Un premier bébé naît après une greffe d’utérus

Une Suédoise de 36 ans a donné naissance à un bébé après avoir bénéficié d'une greffe d'utérus. Une première mondiale.

0
1013
La patiente ayant reçu une greffe d'utérus ne pourra pas vivre plus de deux grossesses. ©ShutterStock

C’est une percée majeure dans le traitement de l’infertilité. Une femme a donné naissance à un bébé en parfaite santé après avoir bénéficié d’une greffe d’utérus, a annoncé la revue médicale The Lancet, samedi 4 octobre.

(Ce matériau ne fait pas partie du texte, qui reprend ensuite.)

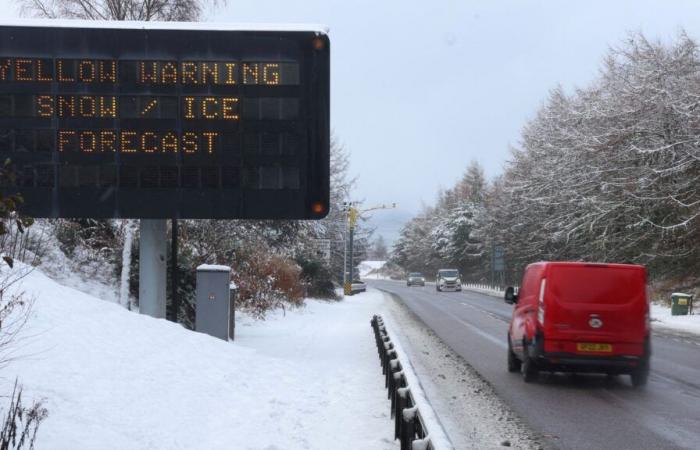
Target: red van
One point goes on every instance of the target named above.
(580, 317)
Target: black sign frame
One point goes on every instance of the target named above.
(259, 167)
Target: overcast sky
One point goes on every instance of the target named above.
(420, 88)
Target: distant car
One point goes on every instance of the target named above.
(358, 286)
(448, 280)
(415, 279)
(580, 317)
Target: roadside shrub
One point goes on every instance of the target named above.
(21, 423)
(268, 282)
(317, 278)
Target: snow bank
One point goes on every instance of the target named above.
(661, 316)
(113, 379)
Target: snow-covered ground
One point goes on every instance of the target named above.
(661, 317)
(113, 379)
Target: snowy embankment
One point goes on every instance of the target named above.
(113, 379)
(661, 317)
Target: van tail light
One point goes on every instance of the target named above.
(540, 306)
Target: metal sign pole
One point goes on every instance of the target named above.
(174, 298)
(152, 267)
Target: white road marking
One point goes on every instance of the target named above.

La jeune maman, une Suédoise âgée de 36 ans, était née sans utérus. L’une de ses amies, âgée de 61 ans et ménopausée depuis 7 ans au moment de l’intervention, a accepté de lui donner le sien de son vivant.

Après l’étape « transplantation », la plus périlleuse, est venue celle de la conception. Les médecins ont procédé à une fécondation in vitro, à partir des ovules de la patiente, ses ovaires étant intacts, et du sperme de son conjoint. Onze embryons ont été congelés. Un seul a été transféré dans le nouvel utérus. Quelques jours plus tard, on a pu constater qu’une grossesse avait démarré…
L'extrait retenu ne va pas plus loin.